Pour créer et administrer des machines virtuelles dans un IaaS public, les fournisseurs mettent à disposition de leurs clients des interfaces Web accessibles via le protocole sécurisé https. Ces interfaces sont des éléments particulièrement sensibles car elles sont accessibles publiquement sur Internet et leur compromission permettrait à un attaquant de prendre le contrôle total de nos machines dans le Cloud.

Le problème est que le protocole https utilise des fonctions cryptographiques (SSL/TLS), historiquement développées par Netscape au début des années 90 et que ces fonctions cryptographiques ont subi ces dernières années de nombreuses attaques : attaque sur la renegociation, attaque sur RC4, collision MD5, BEAST, CRIME, POODLE, etc… Il y a également d’autres problèmes non pas liés à la cryptographie SSL elle-même mais plutôt à de mauvaises implémentations logicielles comme par exemple le bug dans OpenSSL (Heartbleed) mais aussi celui dans la librairie open source utilisée par Apple (goto fail). Et les problèmes ne sont pas terminés comme en témoigne l’annonce de 8 nouvelles vulnérabilités dans OpenSSL le 8 janvier 2015 dont l’une d’elles permet de réaliser l’attaque SSL/TLS du moment : FREAK (Factoring attack on RSA-Export Keys).

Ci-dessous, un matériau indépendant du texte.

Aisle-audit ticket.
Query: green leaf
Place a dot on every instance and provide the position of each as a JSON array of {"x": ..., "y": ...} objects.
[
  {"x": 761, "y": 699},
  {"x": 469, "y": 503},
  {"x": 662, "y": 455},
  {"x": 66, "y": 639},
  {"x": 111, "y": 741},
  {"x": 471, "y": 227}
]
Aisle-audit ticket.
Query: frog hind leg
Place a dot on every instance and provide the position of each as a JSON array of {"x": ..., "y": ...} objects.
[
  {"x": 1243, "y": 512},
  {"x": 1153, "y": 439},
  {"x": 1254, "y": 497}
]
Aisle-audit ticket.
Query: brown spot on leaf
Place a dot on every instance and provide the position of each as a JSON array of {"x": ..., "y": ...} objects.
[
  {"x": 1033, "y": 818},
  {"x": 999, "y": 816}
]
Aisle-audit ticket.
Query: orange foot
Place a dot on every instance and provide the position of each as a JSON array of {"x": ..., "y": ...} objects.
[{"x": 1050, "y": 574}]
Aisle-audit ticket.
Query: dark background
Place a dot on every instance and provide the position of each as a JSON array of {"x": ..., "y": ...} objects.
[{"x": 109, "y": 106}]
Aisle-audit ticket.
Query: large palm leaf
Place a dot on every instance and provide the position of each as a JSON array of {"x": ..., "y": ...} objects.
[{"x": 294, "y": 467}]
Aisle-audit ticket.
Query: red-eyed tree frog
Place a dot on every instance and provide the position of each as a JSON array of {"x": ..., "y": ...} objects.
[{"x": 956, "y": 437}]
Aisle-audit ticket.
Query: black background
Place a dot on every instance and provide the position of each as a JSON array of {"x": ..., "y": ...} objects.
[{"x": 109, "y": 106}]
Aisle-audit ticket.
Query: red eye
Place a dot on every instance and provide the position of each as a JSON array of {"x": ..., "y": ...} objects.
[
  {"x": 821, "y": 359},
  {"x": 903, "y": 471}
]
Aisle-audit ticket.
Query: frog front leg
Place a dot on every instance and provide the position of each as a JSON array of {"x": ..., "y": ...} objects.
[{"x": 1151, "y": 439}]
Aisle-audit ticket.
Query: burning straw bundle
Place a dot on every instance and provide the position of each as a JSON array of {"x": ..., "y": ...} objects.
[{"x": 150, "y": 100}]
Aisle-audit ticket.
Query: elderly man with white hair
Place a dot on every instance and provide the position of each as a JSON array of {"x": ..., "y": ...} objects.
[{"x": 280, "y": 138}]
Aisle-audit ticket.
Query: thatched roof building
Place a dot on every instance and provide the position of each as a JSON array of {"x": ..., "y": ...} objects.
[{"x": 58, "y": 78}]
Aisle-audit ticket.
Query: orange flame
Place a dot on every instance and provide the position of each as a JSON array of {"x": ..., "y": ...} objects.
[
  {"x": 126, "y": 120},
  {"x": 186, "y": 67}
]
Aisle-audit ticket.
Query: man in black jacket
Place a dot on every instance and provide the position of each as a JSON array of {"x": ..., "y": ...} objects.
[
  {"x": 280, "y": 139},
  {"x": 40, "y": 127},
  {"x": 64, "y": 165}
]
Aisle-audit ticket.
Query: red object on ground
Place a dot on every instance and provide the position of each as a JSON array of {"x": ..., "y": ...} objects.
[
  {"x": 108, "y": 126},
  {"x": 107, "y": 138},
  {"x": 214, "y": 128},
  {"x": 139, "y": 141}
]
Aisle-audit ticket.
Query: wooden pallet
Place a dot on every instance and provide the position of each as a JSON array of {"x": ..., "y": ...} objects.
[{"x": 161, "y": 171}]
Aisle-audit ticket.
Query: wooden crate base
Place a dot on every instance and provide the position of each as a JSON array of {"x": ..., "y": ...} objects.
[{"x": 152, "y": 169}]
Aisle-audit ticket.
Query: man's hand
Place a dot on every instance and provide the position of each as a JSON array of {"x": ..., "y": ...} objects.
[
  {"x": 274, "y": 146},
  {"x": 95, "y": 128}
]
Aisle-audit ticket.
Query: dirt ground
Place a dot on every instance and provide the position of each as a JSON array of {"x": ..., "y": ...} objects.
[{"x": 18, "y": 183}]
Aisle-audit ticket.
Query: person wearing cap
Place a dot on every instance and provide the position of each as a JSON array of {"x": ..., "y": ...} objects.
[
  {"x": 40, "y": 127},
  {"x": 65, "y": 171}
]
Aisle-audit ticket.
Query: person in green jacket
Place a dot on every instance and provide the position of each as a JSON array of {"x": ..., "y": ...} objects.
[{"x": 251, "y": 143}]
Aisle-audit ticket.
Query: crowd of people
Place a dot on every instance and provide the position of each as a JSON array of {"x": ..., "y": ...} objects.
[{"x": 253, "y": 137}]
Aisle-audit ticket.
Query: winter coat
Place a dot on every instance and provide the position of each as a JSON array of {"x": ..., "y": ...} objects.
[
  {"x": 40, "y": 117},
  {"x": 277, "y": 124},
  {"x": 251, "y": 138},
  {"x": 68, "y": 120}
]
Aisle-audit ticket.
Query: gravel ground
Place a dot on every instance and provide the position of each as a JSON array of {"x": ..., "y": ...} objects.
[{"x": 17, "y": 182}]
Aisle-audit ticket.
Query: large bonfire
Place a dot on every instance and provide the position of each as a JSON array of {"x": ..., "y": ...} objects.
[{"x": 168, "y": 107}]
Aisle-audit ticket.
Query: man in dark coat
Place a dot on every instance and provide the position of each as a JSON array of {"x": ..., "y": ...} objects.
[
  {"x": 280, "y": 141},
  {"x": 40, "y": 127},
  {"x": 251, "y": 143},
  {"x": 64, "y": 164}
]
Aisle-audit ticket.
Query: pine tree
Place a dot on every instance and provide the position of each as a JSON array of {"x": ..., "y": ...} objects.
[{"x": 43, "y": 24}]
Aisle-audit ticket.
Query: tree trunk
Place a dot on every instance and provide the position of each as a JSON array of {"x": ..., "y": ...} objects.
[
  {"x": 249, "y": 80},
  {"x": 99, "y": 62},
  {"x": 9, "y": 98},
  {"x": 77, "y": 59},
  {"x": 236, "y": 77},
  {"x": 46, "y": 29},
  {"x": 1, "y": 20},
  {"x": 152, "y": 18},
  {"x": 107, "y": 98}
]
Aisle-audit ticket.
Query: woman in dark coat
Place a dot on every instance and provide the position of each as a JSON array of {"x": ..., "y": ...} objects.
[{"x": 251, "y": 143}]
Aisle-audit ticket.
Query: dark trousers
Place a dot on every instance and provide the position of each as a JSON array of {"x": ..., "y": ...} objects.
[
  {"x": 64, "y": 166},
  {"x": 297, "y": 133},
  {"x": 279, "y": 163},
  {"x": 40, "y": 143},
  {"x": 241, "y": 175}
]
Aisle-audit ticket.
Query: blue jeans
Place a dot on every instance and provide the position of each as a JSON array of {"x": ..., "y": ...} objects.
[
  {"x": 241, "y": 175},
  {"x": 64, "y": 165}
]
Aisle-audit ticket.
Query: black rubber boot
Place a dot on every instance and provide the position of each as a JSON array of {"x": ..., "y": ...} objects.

Nous avons donc décidé de vérifier si les interfaces d’authentification de 4 fournisseurs IaaS français (OVH, Numergy, Cloudwatt et Nuage_Made_in_FranceOutscale) étaient correctement paramétrées d’un point de sécurité. En d’autres termes, les fournisseurs nationaux respectent-ils les bonnes pratiques de sécurité concernant les flux chiffrés SSL/TLS.

Nos tests ont porté exclusivement sur la gestion des flux chiffrés. Il ne s’agit en aucun cas d’un audit de sécurité, ni d’un test d’intrusion mais tout simplement d’une vérification de la configuration SSL/TLS. Les vulnérabilités spécifiques aux applications Web (XSS, CSRF, SQL injection, etc…) n’entrent pas dans le périmètre de notre étude.

Pour ce faire, nous avons utilisé sur www.ssllabs.com, un outil gratuit et disponible publiquement sur Internet proposé par Qualys. Il a été développé par Ivan Ristic, le concepteur du pare-feu applicatif mod_security.

Son utilisation est très simple. On soumet le nom du serveur à tester à ssllabs et le service effectue une vérification approfondie de la configuration SSL/TLS de la cible et délivre une note globale de sécurité sous forme d’une lettre de A à F.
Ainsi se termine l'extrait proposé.